Calculates the expected number of transactions in a given time period based on a customer's past transaction behavior and the GGompertz/NBD model parameters.

ggomnbd_nocov_CET

Conditional Expected Transactions without covariates

ggomnbd_staticcov_CET

Conditional Expected Transactions with static covariates

ggomnbd_nocov_CET(r, alpha_0, b, s, beta_0, dPeriods, vX, vT_x, vT_cal)

ggomnbd_staticcov_CET(
  r,
  alpha_0,
  b,
  s,
  beta_0,
  dPeriods,
  vX,
  vT_x,
  vT_cal,
  vCovParams_trans,
  vCovParams_life,
  mCov_life,
  mCov_trans
)

Arguments

r

shape parameter of the Gamma distribution of the purchase process. The smaller r, the stronger the heterogeneity of the purchase process.

alpha_0

scale parameter of the Gamma distribution of the purchase process.

b

scale parameter of the Gompertz distribution (constant across customers)

s

shape parameter of the Gamma distribution for the lifetime process The smaller s, the stronger the heterogeneity of customer lifetimes.

beta_0

scale parameter for the Gamma distribution for the lifetime process

dPeriods

number of periods to predict

vX

Frequency vector of length n counting the numbers of purchases.

vT_x

Recency vector of length n.

vT_cal

Vector of length n indicating the total number of periods of observation.

vCovParams_trans

Vector of estimated parameters for the transaction covariates.

vCovParams_life

Vector of estimated parameters for the lifetime covariates.

mCov_life

Matrix containing the covariates data affecting the lifetime process. One column for each covariate.

mCov_trans

Matrix containing the covariates data affecting the transaction process. One column for each covariate.

Value

Returns a vector containing the conditional expected transactions for the existing customers in the GGompertz/NBD model.

Details

mCov_trans is a matrix containing the covariates data of the time-invariant covariates that affect the transaction process. Each column represents a different covariate. For every column a gamma parameter needs to added to vCovParams_trans at the respective position.

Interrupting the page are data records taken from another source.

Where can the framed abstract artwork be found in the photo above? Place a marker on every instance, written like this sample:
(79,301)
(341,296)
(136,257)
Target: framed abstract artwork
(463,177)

mCov_life is a matrix containing the covariates data of the time-invariant covariates that affect the lifetime process. Each column represents a different covariate. For every column a gamma parameter needs to added to vCovParams_life at the respective position.

References

Bemmaor AC, Glady N (2012). “Modeling Purchasing Behavior with Sudden “Death”: A Flexible Customer Lifetime Model” Management Science, 58(5), 1012-1021.